Daniel Morales - Software Engineer

2024-11-12

Introduction to Ruby Data Structures and Complexity Analysis

Now we’re going to enter in a field of computer science that will help you understand even better the things we’ve been learning in the past blog posts: Data Structures and Complexity Analysis

But why is this so important right now? If fair to say that we are not going so deeper in this concepts (at least not for now), but these will become the real bases to our skills as software developers in Ruby and we’re going to understand the importance of this basic knowledge

The other reason why it is so important to understand data structures and complexity analysis right now is because we’ll need to start solving problems, challenges or algorithms in Ruby to put into practice what we’ve learned so far. We already know the basic data types and data structures in Ruby, just like Arrays, Strings or Hashes. And we know how to encapsulate code inside functions or how to go over a control flow with IF statements. The missed step is the practice: solving coding problems. But before that we’ve to understand how to measure what is the best solution for a given problem. So let’s begin

Data Structures

We’ve already seen 3 data structures with Ruby:

But what is a data structure? In computer science, a data structure is a data organization, management, and storage format that enables efficient access and modification. More precisely, a data structure is a collection of data values, the relationships among them, and the functions or operations that can be applied to the data. For a deeper theoretical definition please hit this link.

This definition leads us to understand more in detail about Arrays and Hashes. Remember that both of them are containers of information.

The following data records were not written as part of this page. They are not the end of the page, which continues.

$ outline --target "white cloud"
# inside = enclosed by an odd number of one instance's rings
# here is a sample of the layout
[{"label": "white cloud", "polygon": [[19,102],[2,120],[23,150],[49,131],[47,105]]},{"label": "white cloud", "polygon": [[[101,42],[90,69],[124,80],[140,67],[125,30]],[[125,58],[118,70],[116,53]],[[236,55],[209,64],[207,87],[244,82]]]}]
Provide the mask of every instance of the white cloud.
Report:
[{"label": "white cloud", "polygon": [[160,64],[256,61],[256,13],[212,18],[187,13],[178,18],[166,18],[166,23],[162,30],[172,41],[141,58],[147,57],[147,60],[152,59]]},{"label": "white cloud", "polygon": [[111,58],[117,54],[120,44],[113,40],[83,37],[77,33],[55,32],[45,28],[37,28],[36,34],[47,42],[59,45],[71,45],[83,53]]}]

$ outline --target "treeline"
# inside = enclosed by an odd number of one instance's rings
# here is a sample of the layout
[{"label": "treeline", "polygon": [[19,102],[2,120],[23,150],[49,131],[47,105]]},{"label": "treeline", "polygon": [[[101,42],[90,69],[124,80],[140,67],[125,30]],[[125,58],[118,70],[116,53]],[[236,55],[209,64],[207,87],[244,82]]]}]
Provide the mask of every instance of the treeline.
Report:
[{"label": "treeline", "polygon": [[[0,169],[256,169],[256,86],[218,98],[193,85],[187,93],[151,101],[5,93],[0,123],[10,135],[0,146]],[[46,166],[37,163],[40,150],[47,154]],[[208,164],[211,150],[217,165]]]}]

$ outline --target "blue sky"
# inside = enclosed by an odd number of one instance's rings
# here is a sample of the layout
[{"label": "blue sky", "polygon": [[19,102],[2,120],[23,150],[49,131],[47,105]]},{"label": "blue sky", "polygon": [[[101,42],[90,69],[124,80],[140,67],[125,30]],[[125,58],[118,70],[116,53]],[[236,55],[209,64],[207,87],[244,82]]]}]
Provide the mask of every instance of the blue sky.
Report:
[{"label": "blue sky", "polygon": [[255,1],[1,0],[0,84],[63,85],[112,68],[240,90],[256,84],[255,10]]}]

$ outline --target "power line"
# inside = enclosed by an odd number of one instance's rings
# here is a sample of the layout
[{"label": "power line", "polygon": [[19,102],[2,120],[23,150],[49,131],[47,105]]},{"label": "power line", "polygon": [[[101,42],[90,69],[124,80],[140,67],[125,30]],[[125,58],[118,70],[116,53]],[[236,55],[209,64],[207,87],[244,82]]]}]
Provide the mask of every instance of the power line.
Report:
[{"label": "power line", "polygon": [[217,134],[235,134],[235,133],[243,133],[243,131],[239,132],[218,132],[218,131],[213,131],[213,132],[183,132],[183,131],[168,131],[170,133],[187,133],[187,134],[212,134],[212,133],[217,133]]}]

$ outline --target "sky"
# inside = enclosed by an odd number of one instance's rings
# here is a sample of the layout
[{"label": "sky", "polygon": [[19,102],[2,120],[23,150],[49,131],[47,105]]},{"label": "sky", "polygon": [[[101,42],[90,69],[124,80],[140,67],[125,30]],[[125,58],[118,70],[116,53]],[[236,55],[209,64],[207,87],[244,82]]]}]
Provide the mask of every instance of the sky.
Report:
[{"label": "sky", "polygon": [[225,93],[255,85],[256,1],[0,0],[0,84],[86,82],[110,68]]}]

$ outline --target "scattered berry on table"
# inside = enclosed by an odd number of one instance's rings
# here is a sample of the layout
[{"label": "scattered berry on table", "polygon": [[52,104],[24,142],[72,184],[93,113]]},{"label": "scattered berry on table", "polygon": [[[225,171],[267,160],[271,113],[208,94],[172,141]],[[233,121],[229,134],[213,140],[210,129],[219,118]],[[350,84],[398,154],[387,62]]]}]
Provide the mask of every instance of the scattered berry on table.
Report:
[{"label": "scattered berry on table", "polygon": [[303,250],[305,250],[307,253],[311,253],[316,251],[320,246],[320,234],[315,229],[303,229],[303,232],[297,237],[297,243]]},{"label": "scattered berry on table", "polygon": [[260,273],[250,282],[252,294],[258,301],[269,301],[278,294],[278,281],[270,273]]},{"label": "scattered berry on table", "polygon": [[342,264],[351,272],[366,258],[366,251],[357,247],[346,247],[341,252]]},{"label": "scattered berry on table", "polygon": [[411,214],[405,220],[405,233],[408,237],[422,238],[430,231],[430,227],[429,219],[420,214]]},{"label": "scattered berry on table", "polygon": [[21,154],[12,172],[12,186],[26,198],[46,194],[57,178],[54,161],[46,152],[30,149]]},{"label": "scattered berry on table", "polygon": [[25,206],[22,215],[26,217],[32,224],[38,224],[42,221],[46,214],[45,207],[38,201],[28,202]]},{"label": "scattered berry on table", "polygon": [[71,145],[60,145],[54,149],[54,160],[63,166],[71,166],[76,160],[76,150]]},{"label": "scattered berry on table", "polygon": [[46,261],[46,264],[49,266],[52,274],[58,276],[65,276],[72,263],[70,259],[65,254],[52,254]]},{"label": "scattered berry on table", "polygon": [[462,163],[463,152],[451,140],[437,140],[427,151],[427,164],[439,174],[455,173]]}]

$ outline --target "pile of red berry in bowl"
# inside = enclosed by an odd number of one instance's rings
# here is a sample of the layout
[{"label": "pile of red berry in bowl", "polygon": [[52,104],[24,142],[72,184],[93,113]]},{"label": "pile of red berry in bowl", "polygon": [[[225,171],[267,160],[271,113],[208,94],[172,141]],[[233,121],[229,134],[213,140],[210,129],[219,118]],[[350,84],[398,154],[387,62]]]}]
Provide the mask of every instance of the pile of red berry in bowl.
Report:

For instance, do you remember our image about Arrays? If not to well, here it is again

Here we have a container of Integers in ruby. This Array helps us to organize a different amount of integers, assigning them an order and an index and it helps us to manage and store these integers. Also it enables us to access and modify its elements. We have for instance this simple operations:

2.6.8 :002 > array = [1, 2, 3, 4]

=> [1, 2, 3, 4]

2.6.8 :003 > array[0]

=> 1

2.6.8 :004 > array[0] = 5

=> 5

2.6.8 :005 > array

=> [5, 2, 3, 4]

Explanation:

- In the first line we’ve created the data structure (Array)
- Then we access the first element of the data structure with array[0]
- After that we modify the first element of the data structure array[0] = 5
- Finally we printed out the final data structure. All of this means that we organize the data structure at our will.

Same thing happens with Hashes. We can create, access, modify and organize our Hashes at our will. You just need to follow the syntax given by Ruby

But why is this important for us as Ruby developers?

As software developers in Ruby we have to become problem solvers, this means that we’ve to leave aside (at least for a while) our theoretical knowledge and apply all of these concepts to solve real world problems. To do that we’ve to know about how to code but at the same time we’ve to know about the data structures itself because it will help us to do things better.

However data structures is an entire field of study by itself. What we need at this moment is to know how to choose the best data structure to solve a given problem. Normally there are just a couple of data structures (20% of all) that normally help us to solve 80% of the problems. Choose the best data structure becomes with another important concept: Complexity Analysis

Complexity Analysis

It’s important for us as developers to understand that there are different ways to solve the very same problem. Probably you found yourself (or you’ll find yourself) in that situation where you are thinking in different ways to solve the same problem (or you think by yourself that it could be a better solution). Sure enough there will be other solutions. The questions are:

- It’s worth pursuing that solution?
- Which solution is better?
- How can I measure and choose the best solution?

Here is where Complexity Analysis comes to help us. In computer science, the Complexity Analysis of an algorithm is the amount of resources required to run it. Particular focus is given to time and memory requirements. The complexity of a problem is the complexity of the best algorithms that allow solving the problem.

Complexity doesn't mean that the more complex algorithm wins. Actually the simpler one wins. Complexity is just the name for the analysis. But what we really need to measure here is the Time and Space consumed by the solution

Time Complexity is normally related to the amount of seconds to minutes that the solution takes to run successfully. Space Complexity is related to the amount of memory that is needed to run the algorithm. So the key questions are: How fast is the solution? How much memory does it consume? The best solution is the one who has low numbers in both questions.

However, this also depends on the use case itself. Sometimes we would prefer to execute in less time. It doesn't matter the memory consumption. Or on the other hand you probably give more importance to the memory resources than the time it takes to execute. Or you can tolerate a bit of delay in both if they are running in a tolerable time and space complexity.

All of this means that choosing the best algorithm to solve a problem is in part about the use case, the priorities, the data structure you choose and the solution you choose.

In next blog posts we’ll be seeing the most common data structures in more detail, like

- Arrays
- Linked Lists
- Hash Tables
- Stacks and Queues
- Strings
- Graphs
- Trees

Hope you learned the basic concepts about data structures and complexity analysis

Thanks for reading

DanielM